Es war schrecklich, die alte Frau anzulügen. Sie konnte sich nicht daran erinnern, dass ihre geliebte Nichte vor vielen Jahren verschwunden war. Es brach mir das Herz.
Mein Magen zog sich zusammen. Meine Augen füllten sich mit Tränen.
Ich musste hier weg.
Sofort.
KLICK.
Ein elektrischer Stoß durchzuckte mich. Meine feuchten Augen schienen in Flammen zu stehen. Meine Sinne hatten den Turbo eingeschaltet.
Hi bemerkte die Veränderung meiner Augen und trat zwischen mich und Sylvia.
»Mrs Briggerman, haben Sie noch genug Eiswürfel? Wir sollten lieber mal nachschauen.«
»Eiswürfel?«
Hi führte die verwirrte Sylvia in die Küche.
Eine Uhr tickte wie ein überlautes Metronom. Der Kühlschrank im Nebenraum dröhnte.
Instinktiv vergrub ich meine Nase in Katherines Pullover. Sog den Geruch in mich auf.
Zunächst roch ich nur Staub und Wolle. Dann nahm ich eine delikate Mischung verschiedener Aromen wahr. Shampoo. Schweiß. Clearasil.
In meinem Gehirn setzte sich ein vages Bild zusammen.
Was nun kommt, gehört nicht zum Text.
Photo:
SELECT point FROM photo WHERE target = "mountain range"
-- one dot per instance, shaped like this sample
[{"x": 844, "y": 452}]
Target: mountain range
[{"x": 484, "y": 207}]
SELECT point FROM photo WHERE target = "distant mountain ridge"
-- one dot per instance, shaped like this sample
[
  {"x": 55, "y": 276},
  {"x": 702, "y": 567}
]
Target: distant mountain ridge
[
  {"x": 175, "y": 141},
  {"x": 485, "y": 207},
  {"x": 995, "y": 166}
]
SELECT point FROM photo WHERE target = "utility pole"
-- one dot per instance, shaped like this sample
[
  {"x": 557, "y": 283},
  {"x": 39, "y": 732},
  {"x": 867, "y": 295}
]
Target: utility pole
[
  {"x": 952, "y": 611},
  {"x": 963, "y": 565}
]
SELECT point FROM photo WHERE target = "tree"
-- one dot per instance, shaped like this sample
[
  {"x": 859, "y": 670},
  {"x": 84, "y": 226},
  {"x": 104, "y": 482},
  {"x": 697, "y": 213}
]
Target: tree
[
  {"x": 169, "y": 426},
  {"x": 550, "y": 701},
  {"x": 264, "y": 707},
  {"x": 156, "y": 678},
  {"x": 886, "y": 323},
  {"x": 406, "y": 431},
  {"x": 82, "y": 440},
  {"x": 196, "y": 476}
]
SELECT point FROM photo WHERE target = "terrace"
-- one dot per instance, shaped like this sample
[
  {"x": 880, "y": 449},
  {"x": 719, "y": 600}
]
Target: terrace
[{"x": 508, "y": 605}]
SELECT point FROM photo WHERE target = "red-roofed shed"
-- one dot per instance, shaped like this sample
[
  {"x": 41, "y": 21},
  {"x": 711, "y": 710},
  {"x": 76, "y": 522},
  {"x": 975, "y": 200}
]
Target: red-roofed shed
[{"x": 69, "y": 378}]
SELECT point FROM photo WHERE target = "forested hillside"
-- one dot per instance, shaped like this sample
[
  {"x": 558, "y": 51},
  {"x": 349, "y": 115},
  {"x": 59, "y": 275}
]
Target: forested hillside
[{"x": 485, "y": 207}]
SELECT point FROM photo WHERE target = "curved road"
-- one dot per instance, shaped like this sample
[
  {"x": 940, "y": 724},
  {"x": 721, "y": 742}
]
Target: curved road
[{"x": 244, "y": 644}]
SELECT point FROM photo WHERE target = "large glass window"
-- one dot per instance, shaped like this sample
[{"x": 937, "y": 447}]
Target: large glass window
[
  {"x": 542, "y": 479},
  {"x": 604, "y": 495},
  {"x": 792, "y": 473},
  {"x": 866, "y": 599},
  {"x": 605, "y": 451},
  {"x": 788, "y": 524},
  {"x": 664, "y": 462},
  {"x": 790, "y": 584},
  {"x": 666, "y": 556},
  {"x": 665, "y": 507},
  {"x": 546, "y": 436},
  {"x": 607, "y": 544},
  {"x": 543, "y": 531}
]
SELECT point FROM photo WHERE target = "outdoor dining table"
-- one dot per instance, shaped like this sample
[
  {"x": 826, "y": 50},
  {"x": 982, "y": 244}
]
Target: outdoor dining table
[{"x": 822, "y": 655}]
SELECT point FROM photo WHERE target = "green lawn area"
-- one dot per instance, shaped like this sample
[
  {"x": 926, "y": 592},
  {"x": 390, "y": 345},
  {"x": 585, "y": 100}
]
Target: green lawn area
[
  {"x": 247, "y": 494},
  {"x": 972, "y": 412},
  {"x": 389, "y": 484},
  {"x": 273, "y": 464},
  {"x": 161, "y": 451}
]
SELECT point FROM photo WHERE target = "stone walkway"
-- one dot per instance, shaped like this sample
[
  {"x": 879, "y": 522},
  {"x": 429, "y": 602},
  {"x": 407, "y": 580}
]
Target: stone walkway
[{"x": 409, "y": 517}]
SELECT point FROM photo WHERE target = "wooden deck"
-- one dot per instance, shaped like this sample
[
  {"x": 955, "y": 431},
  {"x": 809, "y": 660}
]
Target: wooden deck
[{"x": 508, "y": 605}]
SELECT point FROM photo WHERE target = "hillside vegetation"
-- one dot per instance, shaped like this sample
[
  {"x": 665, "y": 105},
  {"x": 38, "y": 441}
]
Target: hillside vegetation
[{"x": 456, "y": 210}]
Verflüchtigte sich wieder.
Ich musste später versuchen, es wieder zu aktivieren.
Tock, tock.
Miss Parrish stand auf der Schwelle. »So, ich glaube, Sylvia sollte sich jetzt wieder ausruhen.«
KLACK.
Mein Kopf wurde wieder klar. Doch der unverwechselbare Geruch von Katherines Pullover hatte sich in mein Gedächtnis eingegraben.
Ich fing His Blick auf, machte eine seitliche Kopfbewegung in Richtung Tür.
»Auf Wiedersehen, Tante Syl!«, sagte ich laut. »Wir kommen bald wieder!«
Sylvia nahm erneut ihren Platz auf dem Sofa ein und breitete ihren langen Satinrock wie einen Fächer um sich aus. Ohne unseren Abschied wahrzunehmen, lehnte sie sich zurück, schloss die Augen und begann zu schnarchen.
Ich legte den Pullover neben sie.
Während der Rückfahrt mit dem Bus suchte ich in meinem iPhone nach dem Namen Abby Quimby und fand zwei Einträge.
Ich wählte die erste Nummer. Kein Anschluss.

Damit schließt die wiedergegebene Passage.